Interpol Our Love To Admire

[Capitol; 2007]

Styles: gloom and groomed, Modest Mouse-level major label pap, herpetic bass lines
Others: Kitchens of Distinction, The Chameleons

No thanks. Nearly three years have elapsed since any new material has surfaced, and the best the gloomsters can offer up is a prolonged re-hash of songs that barely worked the first time around. Unlike sophomore effort Antics, Our Love To Admire isn’t even a contractual obligation to push off without care. But boy does it sound like one; a band phoning it in, out of steam, and running on a few lingering fumes and smoldering coals. If that were the case it would be understandable, yet not forgivable. However, this poor piece of plastic doesn't fit that description, and realizing that Interpol are aiming to impress with their major label debut is cause to audibly groan.

The NYC fashion-victim four-piece managed to turn heads with their 2002 introduction, Turn On The Bright Lights. The band fuddled around instruments they barely knew how to play, slurring out memorably crestfallen songs left and right like it wasn’t a problem in the least. Inane, unintentionally goofy lyrics, soul-draining walls of guitar, and propelling basslines served as the backbone to the album’s sound. It was a return to an aesthetic a decade removed from the forefront. Interpol received a heap of praise for the album, and at the time, it was deserved. Antics followed in 2004, with the band proving the hypothesis that even one-trick ponies can forget their defining ploy.

Our Love To Admire picks up right where Antics left off. The band is more skilled, the compositions are tighter, vocalist Paul Banks is more comfortable letting it all hang out, and nearly all the charm of those early years has been sucked away into a deep, black chasm, never to return. How they so quickly forgot what made them an endearing and intriguing band is a bona fide head-scratcher. Critics were initially apologetic over Interpol’s new sound, as there was nothing visibly wrong with it. It was simply diluted; less than what had come before but bearing the same symbols. In relation to sound and execution, this third album fits somewhere uncomfortably between the first and second. The record mixes the efficiency the band has acquired with the droning and doleful spirit of their more creative days. And it couldn’t have possibly gone more awry: Our Love To Admire sounds like a wet blanket.

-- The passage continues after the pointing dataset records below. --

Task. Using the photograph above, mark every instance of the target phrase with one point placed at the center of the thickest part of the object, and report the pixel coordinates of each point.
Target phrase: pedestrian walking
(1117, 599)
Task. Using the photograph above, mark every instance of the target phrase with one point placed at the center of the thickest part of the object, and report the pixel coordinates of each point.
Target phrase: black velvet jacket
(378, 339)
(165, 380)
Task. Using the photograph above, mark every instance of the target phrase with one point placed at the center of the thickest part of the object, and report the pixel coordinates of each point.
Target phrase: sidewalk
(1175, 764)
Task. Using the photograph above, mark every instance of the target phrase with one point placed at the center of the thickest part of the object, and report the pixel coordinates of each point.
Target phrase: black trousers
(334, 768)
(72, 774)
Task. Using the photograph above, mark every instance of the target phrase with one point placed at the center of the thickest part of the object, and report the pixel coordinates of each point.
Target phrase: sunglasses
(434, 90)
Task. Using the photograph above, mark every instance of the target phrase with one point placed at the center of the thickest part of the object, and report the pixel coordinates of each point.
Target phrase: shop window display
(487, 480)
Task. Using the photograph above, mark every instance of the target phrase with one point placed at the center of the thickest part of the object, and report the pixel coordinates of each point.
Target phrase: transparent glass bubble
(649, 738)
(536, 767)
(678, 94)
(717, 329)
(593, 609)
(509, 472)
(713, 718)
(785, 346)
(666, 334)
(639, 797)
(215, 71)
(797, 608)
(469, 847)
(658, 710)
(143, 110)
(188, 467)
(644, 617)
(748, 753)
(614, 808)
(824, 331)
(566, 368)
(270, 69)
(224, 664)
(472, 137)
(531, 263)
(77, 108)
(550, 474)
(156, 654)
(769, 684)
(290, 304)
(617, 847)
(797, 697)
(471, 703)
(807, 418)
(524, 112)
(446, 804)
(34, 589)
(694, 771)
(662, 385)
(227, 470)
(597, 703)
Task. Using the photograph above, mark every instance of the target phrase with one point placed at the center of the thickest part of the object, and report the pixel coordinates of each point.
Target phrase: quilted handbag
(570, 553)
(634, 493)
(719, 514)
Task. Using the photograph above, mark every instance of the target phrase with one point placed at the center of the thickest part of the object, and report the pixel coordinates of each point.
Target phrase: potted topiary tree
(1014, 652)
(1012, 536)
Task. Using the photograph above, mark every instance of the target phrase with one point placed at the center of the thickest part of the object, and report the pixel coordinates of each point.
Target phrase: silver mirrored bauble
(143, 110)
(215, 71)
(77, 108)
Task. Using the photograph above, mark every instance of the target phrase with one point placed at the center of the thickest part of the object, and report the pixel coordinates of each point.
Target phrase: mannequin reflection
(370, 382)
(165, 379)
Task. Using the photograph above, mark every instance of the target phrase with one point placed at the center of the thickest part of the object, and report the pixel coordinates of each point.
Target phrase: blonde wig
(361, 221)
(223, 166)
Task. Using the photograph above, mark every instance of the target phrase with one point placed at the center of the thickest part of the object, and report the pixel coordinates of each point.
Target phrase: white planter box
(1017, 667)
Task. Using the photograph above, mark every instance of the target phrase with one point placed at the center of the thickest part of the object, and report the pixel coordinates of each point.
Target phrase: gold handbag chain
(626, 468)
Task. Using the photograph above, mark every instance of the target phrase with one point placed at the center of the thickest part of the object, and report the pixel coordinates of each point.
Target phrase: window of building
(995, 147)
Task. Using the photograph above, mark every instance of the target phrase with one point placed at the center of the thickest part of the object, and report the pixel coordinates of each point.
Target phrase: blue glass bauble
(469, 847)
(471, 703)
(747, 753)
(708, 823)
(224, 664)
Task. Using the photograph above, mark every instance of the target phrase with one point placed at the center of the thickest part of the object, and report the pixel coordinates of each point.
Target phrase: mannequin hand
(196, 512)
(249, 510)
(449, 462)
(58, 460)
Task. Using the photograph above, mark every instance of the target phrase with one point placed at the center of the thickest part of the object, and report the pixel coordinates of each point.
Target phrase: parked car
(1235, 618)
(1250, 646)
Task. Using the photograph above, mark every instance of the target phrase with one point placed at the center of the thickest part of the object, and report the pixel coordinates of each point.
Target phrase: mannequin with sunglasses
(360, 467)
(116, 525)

The songs are abysmal and unoriginal, nearly across the board. “The Heinrich Maneuver” finds a way to be a lousier first single than “Slow Hands.” Let’s barely touch upon the wreck that is “No I In Threesome”; the title alone speaks volumes about the band’s emotional maturity and knack for choosing great song topics (hearing Banks whine the titular line is the album’s worst moment, bar none). “All Fired Up” sounds like it should have been on that other over-produced indie-gone-major record this year, We Were Dead Before The General Population Even Cared. You can tell they’re trying to do something in “Mammoth”; it just doesn’t quite pan out. But there’s more: Bassist Carlos D’s sweet licks used to be the most fundamental aspect of Interpol’s sound. But here, they’re stale and uninspired. The lyrical prowess of Banks has gone from silly, to laughable, to finally cringe-worthy. That is the wrong sort of progression. The band is devolving, or unraveling at the seam.

Concessions must be made, as the band has managed to squeeze a handful of decent tunes into the mix. “Pioneer To The Falls” is pretty good. It’s slow-grinding, well written and performed, spooky, and the closest they’ve gotten back to their roots. The record’s best is easily “Who Do You Think?” a stiflingly-paced, unconventional guitar rock anthem firing off with pistons pumping. Finally, the child-regretting sentiment of the fire-and-brimstone ballad “Scale” is downright chilling at times. So there. That’s three out of eleven. Not bad, guys.